Three former prostitutes, a would-be client, and the Erotic Service Providers Legal, Educational and Research Project, brought the case. According to the San Francisco Chronicle, the plaintiffs argued the prostitution ban violates the right to engage in consensual sex, as described in a 2003 U.S. Supreme Court ruling that overturned laws against gay sex.

U.S. District Judge Jeffrey White of Oakland rejected their argument last year, saying the 2003 court ruling only protects intimate personal relationships, not commercial sex. He also said the prostitution ban was in place to keep women safe, stop human trafficking, and limit the spread of sexually transmitted diseases. 

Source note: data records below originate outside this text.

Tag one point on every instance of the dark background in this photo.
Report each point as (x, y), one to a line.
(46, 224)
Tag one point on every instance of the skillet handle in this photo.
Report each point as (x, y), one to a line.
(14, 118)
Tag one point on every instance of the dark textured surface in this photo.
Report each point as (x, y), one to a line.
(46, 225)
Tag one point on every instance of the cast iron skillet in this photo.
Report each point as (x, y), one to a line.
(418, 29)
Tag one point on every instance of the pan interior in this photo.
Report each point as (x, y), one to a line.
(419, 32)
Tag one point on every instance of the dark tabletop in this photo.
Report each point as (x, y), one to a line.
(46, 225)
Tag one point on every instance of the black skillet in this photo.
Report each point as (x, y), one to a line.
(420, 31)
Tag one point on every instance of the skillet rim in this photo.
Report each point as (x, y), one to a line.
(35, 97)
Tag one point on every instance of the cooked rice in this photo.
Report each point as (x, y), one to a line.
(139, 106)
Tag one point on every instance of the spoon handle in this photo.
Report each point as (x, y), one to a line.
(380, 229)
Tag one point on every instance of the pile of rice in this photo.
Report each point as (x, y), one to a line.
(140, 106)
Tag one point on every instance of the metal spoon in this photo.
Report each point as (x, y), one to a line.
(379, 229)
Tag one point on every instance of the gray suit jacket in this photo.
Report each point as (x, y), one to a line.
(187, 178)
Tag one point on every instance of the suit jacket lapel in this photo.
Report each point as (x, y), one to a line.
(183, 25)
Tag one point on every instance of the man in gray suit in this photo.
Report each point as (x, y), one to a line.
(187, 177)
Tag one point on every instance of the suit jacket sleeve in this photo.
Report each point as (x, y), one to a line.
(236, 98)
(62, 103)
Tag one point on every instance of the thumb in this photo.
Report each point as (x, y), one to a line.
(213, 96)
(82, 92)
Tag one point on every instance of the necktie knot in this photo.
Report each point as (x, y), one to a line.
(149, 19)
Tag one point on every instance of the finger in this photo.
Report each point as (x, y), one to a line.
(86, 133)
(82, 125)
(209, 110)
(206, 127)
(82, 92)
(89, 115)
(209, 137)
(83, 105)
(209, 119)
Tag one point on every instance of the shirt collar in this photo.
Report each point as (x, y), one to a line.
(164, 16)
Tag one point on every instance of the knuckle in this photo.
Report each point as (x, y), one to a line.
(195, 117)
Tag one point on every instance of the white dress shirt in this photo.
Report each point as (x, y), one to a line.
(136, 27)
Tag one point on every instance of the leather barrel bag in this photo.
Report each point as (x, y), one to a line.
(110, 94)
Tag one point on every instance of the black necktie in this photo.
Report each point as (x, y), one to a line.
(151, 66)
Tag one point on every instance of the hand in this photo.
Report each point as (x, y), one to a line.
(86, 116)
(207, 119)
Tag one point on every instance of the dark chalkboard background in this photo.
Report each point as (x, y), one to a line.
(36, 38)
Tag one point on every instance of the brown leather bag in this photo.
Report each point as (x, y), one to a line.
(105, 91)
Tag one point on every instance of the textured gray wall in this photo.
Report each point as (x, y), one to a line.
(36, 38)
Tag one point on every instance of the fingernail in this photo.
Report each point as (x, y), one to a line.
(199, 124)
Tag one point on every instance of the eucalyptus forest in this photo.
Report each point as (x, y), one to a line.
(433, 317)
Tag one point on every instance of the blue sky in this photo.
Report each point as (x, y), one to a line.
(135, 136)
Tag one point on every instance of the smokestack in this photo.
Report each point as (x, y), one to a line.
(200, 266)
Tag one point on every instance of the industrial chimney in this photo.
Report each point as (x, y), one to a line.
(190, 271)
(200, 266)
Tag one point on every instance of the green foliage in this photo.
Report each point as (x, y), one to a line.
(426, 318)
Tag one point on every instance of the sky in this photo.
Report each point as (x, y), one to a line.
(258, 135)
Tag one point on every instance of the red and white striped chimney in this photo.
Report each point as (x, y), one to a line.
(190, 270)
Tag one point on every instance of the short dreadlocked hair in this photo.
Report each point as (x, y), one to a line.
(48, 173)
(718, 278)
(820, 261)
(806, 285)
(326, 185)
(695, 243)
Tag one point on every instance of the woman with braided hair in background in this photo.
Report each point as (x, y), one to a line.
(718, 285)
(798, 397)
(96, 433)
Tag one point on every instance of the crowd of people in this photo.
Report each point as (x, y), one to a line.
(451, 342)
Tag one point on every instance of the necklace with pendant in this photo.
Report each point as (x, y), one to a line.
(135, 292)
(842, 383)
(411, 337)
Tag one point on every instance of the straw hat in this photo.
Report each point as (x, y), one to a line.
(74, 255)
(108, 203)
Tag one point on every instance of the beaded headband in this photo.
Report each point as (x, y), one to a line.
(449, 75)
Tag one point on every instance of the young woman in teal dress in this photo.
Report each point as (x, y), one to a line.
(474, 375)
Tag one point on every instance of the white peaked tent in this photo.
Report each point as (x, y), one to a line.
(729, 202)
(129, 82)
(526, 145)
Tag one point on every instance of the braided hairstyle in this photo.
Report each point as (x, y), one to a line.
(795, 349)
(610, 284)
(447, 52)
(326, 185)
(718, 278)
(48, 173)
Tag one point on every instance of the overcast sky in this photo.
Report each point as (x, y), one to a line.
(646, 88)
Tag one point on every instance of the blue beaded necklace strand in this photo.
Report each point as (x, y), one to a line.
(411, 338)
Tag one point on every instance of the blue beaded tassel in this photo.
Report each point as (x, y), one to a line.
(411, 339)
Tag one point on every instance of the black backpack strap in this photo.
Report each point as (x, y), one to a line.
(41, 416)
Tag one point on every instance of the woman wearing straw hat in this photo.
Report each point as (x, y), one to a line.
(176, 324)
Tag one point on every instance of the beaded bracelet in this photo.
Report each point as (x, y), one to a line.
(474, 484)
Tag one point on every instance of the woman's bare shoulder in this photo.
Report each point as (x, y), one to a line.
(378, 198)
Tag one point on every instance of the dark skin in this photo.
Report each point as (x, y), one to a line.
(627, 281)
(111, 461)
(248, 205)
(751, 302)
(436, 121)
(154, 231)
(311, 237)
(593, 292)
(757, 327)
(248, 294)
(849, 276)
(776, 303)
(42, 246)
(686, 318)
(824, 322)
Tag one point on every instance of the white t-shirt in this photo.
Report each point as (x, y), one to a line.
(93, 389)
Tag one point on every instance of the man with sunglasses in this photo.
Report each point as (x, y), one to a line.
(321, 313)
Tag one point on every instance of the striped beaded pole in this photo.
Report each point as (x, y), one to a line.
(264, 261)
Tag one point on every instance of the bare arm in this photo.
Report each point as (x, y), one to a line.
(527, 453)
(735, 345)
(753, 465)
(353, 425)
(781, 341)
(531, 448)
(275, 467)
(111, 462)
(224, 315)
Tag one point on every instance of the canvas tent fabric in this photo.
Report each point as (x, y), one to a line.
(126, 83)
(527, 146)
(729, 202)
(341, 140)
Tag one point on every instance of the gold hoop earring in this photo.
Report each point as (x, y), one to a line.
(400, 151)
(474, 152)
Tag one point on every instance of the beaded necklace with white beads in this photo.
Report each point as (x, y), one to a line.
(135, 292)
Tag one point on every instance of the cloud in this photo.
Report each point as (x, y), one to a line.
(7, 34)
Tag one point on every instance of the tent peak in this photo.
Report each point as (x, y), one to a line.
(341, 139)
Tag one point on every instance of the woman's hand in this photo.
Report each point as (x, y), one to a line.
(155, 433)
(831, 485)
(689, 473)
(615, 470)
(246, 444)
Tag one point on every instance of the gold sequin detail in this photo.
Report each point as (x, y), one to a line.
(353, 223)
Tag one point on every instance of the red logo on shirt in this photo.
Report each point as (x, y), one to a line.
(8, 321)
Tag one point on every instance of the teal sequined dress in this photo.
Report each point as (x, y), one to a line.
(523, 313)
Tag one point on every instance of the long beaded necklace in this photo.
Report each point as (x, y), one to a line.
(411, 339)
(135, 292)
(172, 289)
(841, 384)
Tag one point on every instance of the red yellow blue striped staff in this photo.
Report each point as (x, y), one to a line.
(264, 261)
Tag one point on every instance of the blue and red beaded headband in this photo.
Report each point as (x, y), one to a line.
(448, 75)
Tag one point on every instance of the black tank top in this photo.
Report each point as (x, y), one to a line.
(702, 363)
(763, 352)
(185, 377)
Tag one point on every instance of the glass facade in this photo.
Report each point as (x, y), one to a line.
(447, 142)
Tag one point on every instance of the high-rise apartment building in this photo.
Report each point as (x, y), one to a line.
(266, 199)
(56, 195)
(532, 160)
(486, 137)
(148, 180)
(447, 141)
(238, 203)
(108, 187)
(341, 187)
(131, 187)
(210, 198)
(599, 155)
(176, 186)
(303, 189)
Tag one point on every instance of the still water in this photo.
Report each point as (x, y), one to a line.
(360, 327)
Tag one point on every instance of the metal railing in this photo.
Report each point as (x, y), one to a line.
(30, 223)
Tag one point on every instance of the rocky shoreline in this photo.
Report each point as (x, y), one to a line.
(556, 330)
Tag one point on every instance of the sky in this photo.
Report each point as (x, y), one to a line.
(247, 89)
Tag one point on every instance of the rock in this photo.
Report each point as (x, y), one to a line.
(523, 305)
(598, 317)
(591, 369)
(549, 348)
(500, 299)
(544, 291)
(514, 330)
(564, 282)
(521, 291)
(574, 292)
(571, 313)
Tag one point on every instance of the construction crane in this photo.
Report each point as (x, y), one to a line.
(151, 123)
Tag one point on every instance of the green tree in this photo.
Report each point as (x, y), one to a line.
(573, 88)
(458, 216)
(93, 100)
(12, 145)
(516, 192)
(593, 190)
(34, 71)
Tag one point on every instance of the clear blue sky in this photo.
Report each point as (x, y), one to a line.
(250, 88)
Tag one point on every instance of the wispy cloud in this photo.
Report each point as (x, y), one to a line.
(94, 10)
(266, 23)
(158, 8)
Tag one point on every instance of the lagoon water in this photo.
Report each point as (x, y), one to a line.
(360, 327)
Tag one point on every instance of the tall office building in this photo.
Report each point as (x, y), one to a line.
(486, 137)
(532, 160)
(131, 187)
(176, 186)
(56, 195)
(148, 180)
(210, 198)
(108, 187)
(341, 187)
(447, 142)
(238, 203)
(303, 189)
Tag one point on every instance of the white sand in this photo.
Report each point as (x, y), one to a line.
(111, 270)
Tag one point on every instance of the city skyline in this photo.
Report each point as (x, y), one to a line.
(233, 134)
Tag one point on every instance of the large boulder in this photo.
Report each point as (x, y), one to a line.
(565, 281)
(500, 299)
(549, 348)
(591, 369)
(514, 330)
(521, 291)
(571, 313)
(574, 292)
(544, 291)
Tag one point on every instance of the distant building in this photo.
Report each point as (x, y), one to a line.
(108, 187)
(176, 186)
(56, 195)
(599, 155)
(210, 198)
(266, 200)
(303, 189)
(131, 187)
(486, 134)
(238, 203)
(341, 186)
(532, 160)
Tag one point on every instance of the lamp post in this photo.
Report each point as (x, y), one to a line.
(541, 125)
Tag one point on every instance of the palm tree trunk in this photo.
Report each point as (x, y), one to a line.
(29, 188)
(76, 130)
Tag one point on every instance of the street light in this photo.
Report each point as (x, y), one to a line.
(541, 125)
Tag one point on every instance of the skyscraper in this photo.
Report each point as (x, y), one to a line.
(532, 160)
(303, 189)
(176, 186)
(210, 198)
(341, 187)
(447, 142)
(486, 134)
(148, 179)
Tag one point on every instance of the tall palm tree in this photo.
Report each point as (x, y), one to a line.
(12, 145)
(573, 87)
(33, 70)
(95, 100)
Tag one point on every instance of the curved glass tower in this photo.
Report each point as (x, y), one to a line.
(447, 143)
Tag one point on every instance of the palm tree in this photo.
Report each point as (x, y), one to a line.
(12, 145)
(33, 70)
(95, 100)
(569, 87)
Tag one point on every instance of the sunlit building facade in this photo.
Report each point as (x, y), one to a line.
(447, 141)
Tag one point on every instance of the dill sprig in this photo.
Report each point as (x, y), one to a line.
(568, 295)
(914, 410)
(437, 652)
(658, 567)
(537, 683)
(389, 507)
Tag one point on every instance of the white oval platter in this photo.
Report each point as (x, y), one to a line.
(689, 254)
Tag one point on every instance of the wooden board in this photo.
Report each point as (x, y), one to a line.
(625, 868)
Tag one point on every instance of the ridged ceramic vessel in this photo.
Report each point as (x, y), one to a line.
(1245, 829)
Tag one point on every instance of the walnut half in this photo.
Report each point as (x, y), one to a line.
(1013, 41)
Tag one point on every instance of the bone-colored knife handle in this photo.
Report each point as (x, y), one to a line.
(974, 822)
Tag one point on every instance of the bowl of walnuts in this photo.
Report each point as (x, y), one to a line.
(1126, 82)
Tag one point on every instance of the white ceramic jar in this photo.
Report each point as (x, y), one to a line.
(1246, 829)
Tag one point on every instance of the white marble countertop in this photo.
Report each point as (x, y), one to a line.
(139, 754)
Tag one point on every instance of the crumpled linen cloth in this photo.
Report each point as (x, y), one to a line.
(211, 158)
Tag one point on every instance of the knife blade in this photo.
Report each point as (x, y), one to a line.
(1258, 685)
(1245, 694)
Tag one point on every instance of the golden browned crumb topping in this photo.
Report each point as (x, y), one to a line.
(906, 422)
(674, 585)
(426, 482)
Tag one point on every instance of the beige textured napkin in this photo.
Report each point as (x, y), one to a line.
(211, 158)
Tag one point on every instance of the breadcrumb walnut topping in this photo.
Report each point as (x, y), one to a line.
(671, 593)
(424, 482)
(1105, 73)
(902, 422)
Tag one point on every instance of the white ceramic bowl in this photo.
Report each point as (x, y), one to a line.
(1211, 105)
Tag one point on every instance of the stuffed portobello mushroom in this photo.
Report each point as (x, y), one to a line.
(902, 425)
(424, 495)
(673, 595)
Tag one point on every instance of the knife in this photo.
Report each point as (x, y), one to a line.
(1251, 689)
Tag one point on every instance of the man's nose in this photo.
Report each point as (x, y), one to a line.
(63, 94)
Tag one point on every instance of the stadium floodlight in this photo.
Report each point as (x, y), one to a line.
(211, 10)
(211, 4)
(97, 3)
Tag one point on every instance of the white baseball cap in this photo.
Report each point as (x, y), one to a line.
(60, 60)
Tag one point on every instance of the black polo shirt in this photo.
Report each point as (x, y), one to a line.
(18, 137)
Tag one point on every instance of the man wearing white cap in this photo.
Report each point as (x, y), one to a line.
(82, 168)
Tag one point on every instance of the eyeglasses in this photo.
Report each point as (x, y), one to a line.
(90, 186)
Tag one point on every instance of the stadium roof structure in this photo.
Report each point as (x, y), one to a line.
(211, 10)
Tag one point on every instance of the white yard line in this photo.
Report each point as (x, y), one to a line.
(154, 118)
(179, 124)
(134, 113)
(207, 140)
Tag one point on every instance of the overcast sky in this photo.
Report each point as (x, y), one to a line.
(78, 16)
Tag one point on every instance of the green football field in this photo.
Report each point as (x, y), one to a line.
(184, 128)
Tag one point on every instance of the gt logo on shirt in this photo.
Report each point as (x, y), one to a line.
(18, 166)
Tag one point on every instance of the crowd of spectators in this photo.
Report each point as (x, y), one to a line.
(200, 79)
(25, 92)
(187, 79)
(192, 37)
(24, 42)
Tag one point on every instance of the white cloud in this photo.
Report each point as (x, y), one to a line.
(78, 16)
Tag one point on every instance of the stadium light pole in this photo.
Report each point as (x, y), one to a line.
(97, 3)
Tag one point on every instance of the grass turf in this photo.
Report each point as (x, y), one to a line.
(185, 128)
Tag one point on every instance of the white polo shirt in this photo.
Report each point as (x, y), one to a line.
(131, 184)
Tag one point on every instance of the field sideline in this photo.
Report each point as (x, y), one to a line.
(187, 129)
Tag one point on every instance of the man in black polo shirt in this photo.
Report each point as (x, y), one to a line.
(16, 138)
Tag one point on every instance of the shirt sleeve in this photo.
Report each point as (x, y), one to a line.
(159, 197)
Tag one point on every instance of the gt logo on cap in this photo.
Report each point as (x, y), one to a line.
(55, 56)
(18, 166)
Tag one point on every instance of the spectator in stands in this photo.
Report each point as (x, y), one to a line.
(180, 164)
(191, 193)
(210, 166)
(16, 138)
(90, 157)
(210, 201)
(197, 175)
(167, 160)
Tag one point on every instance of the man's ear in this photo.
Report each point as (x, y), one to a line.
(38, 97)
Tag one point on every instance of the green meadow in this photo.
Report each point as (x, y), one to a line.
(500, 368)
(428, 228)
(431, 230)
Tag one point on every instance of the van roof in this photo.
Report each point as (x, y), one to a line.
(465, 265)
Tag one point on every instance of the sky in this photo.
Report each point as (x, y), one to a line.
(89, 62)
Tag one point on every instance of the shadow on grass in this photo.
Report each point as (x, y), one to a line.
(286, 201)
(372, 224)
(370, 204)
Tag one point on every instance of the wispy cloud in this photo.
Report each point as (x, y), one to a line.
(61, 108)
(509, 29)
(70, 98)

But Thursday's three-judge panel indicated times have changed and it's time to review the law again. 

"Why should it be illegal to sell something that it's legal to give away?" Judge Carlos Bea asked.

Judge Consuelo Callahan agreed, saying prostitution, like homosexuality had been "subject to moral disapproval." He further argued that because the 2003 Supreme Court case dealt with "individual rights," the right to sell one's body for money could be "a natural extension of Supreme Court precedent," she said.

However, Deputy Attorney General Sharon O'Grady said the difference between the legalization of gay sex and the legalization of prostitution is "the commercial aspect...the commodification of sex."

"The state is not telling anyone who they can sleep with," O'Grady said referring to the 2003 ruling on gay sex being used as precedent in this case.

O'Grady's line of thinking lines up with what Judge Jeffrey White ruled a year earlier on the difference between personal and commercial sex - and that prostitution is "an easy place to draw the line" to protect women against violence, drug use and trafficking.